Equivalent classification mapping for weakly supervised temporal action localization
Abstract
Weakly supervised temporal action localization is a newly emerging yet widely studied topic in recent years. The existing methods can be categorized into the pre-classification pipeline and the post-classification pipeline.
The pre-classification pipeline first performs classification on each video snippet and then aggregates the snippet-level classification scores to obtain the video-level classification score. In contrast, the post-classification pipeline aggregates the snippet-level features first and then predicts the video-level classification score based on the aggregated feature.
Although the classifiers in these two pipelines are used in different ways, the role they play is exactly the same. To this end, an ideal classifier can make both pipelines work.
Methodology
This inspires us to simultaneously learn these two pipelines in a unified framework to obtain an effective classifier. Specifically, we implement two parallel network streams to model the two localization-by-classification pipelines simultaneously and make the two network streams share the same classifier. This achieves the novel Equivalent Classification Mapping (ECM) mechanism.
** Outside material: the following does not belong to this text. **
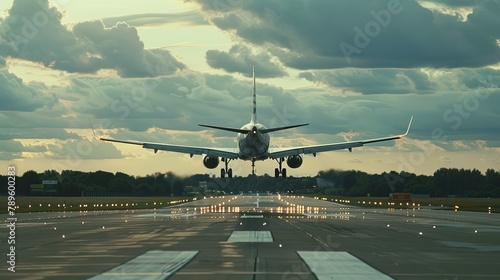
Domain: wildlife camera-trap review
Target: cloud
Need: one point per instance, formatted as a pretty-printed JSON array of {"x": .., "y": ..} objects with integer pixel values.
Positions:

Moreover, we discover that an ideal classifier may possess two characteristics:
1. The frame-level classification scores obtained from the pre-classification stream and the feature aggregation weights in the post-classification stream should be consistent.
2. The classification results of these two streams should be identical.
Based on these two characteristics, we further introduce a weight-transition module and an equivalent training strategy into the proposed learning framework, which assists to thoroughly mine the equivalence mechanism.
Experimental Results
Comprehensive experiments are conducted on three benchmarks and ECM achieves accurate action localization results.
The results demonstrate that by simultaneously learning both pipelines and enforcing the equivalence constraints, the proposed ECM framework can effectively learn a superior classifier that works well for both pipelines, leading to improved temporal action localization performance.